Aziz Yuhanna'nın hayatı hakkında daha geniş bilgi ve daha fazla bilgiyi Tarih bölümünde bulabilirsiniz >> Dokuzuncu Yüzyıla Kadar Kilise Tarihi >> “John Damascus, altına hücum eden

Ortodoks Kilisemiz onun anısını 4 Aralık'ta kutluyor.

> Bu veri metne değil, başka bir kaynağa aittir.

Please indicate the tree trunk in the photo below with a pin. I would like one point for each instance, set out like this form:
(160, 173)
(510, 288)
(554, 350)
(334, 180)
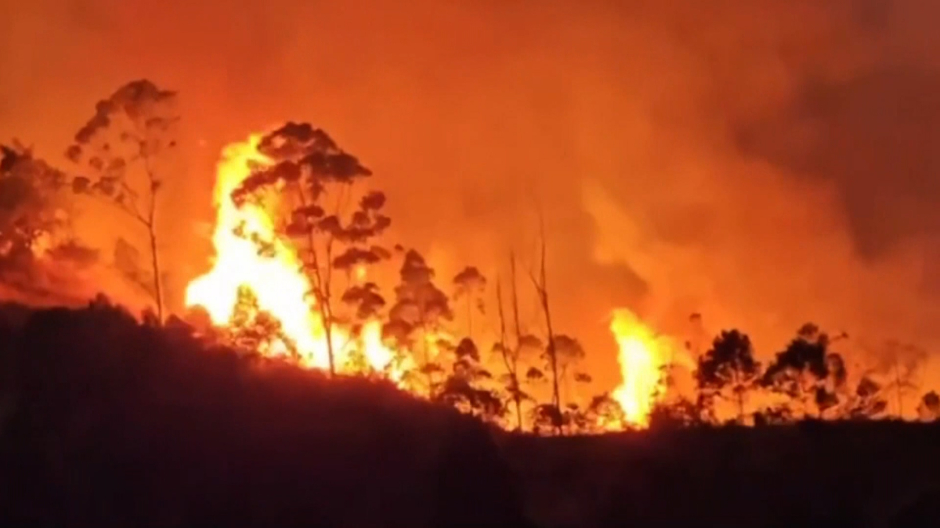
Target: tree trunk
(154, 257)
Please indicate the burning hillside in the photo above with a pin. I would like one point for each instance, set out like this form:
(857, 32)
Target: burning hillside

Sekizinci melodide Troparia
Sen ortaya çıktın, ey düşünceli Yahya, doğru inancın rehberi ve iyi ibadetin ve saflığın öğretmeni, ey yaşanılan dünyanın yıldızı ve bilge baş rahiplerin güzelliği ve öğretilerinle herkesi aydınlattın, ey dünyanın müzisyeni. ruh, ruhlarımızı kurtarmak için Mesih Tanrı'ya aracılık ediyor.

Ve ayrıca sekizinci melodide Troyaria
Gelin, İsa Kilisesi'ni söyleyen ve onu güzel melodili, melodik şarkılarıyla sevindiren, şarkı söyleyen, melodik bülbülü övelim.Onunla, ilahilerin lideri, her şeyi bilen Şamlı Yahya'yı kastediyorum. ilahi ve evrensel bilgelik.

Dördüncü melodiyle Kandaq
Ey inananlar, ilahilerin yazarı, Kilisenin öğretmeni ve lambası, düşmanlara karşı koyan saygıdeğer Yuhanna'yı övelim, çünkü o, Rab'bin Haçının silahını taşıyordu ve böylece onunla Tanrı'nın hatasıyla yüzleşiyordu. O, bütün bid'atçılardandır ve Allah nezdinde hararetli bir şefaatçi olduğundan, herkesin günahlarını bağışlar.

İkinci melodiyle başka bir şarkı
Ey dürüst baba, çileciliğin birçok çabası sırasında bedenini ehlileştirdin ve onu zahmetle aşağıladın, bu yüzden göksel yüksekliklere uçtun ve bunda sana ilahi melodiler verildi ve bunları Rab'bin sevdikleri için herkesin önünde söyledin.